Cruel monarca
El reino moría de hambre por la miseria en la que su cruel monarca los había hundido. El reino gritaba en silencio con ansias de libertad, de una mejor vida. Mientras tanto, aquel que cargaba con el poder absoluto sobre sus hombros, simplemente miraba desde lo alto de la torre más alta de su custodiado castillo sentado en su trono dorado a sus súbditos morir y el rey no movía ni un dedo para evitarlo.
Historias rondaban por las calles del reino, historias que decían que aquel que se atreviera a entrar al castillo pidiendo, rogando, implorando clemencia por parte del cruel monarca, nunca salía del castillo. Se decía que aquellos ingenuos que osaban molestar al rey terminaban como alimento para sus cien sabuesos. Rumores circulaban de que tanta maldad sólo podía ser concebida por un demonio, el reino estaba condenado por la palabra del rey que en realidad se trataba de un engendro del inframundo.

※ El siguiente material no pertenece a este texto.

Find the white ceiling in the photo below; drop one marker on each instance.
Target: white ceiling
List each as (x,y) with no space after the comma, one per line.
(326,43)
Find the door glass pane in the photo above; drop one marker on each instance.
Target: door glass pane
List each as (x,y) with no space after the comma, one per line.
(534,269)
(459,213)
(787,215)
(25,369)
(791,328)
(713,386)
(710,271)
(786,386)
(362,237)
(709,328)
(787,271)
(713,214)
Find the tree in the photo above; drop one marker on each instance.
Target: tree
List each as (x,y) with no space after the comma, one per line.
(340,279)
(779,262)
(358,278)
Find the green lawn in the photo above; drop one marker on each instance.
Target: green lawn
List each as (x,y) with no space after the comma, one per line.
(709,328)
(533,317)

Pero nada más alejado de al cruel realidad. El cruel monarca era un simple humano de carne y hueso parido por una doncella de sangre roja, engendrado por un difunto rey. Podría ser un humano capaz de morir de hambre y de frío, pero tenía poder. Su poder era absoluto e incuestionable de proporciones monstruosas. Una palabra suya podría bastar para salvar o condenar más al reino.
Una noche llena de nubes oscuras, una chispa de rebeldía encendió el barril de inconformidad y hambre de justicia. Una noche en la que la gente se levantó y se puso en contra de su cruel monarca. Armados de valor y protegidos por la esperanza, el pueblo marchó al castillo y se abalanzó contra el ejército real.

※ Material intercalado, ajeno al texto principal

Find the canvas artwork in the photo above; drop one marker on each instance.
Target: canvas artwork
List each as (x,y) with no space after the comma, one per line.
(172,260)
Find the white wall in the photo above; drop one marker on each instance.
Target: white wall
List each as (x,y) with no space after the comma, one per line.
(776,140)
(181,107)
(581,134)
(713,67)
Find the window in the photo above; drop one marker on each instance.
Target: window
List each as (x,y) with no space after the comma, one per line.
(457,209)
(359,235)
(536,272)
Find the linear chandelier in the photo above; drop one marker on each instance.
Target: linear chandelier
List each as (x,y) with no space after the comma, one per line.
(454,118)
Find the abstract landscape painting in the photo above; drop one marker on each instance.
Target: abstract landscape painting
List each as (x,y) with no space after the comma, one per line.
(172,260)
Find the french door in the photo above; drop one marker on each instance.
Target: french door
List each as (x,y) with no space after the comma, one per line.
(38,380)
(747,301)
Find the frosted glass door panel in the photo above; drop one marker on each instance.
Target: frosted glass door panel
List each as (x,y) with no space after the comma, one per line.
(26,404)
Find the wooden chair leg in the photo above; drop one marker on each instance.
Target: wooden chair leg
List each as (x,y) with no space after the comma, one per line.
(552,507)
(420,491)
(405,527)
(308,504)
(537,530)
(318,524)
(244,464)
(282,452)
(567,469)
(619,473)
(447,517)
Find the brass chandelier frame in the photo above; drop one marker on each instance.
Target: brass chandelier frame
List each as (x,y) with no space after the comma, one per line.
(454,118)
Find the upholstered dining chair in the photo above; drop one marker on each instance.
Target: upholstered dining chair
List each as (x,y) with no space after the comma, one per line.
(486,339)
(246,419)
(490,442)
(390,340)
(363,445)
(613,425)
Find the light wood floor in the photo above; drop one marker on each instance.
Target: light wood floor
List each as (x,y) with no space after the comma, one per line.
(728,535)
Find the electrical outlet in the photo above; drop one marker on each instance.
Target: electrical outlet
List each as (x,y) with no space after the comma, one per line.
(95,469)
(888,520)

Sangre de ambos ejércitos comenzó a pintarse en las puertas y el atrio del castillo. Fuego comenzó a correr entre los ladrillos de aquella fortaleza que protegía al causante de tanto sufrimiento.
El alboroto despertó al cruel monarca de su sueño. Molesto por el alboroto, exigió una explicación al primer guardia que se encontró. «Un levantamiento por parte de los súbditos, atacan el castillo y amenazan a la realeza», fue la respuesta que recibió Su Real Majestad. «Mátenlos a todos» fue lo que él ordenó a la vez que un trueno estalló en el cielo.

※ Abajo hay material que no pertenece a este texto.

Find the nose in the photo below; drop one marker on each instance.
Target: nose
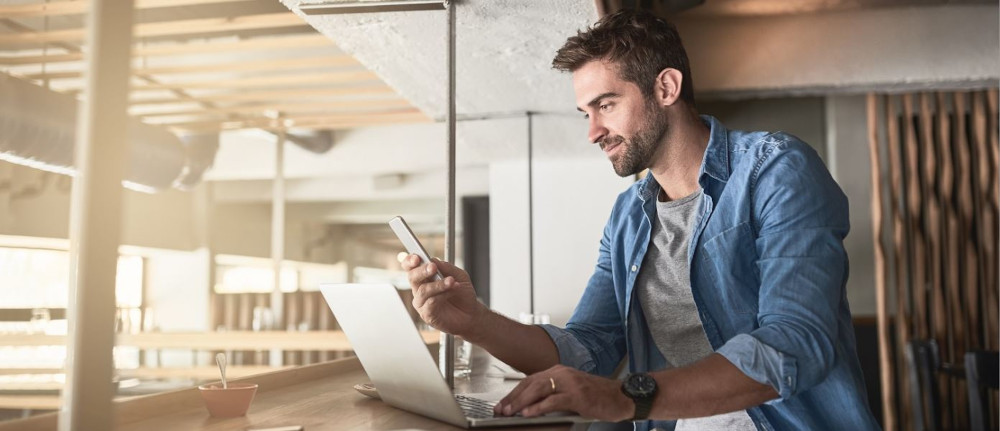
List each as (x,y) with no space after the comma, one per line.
(596,131)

Los guardias como fieles borregos que siguen al pastor sin cuestionar por el poder que éste ejerce sobre ellas, los guardias asienten ante cualquier exigencia que el cruel monarca proclame. La sentencia ya estaba dicha.
Una lluvia torrencial cayó sobre el reino pero no cayó el objetivo del pueblo por mucho que fuera inútil pelear contra el metal de los guardias. Uno a uno de los rebeldes cayó, aunque pudieron penetrar el interior del castillo, no lograron nada más que encontrarse con su muerte. Y mientras tanto, aquel que cargaba con el poder absoluto sobre sus hombros, simplemente miraba desde lo alto de la torre más alta de su ensangrentado castillo sentado en su trono dorado a sus súbditos morir y el rey no movería ni un dedo porque solamente estaría ahí para presenciarlo.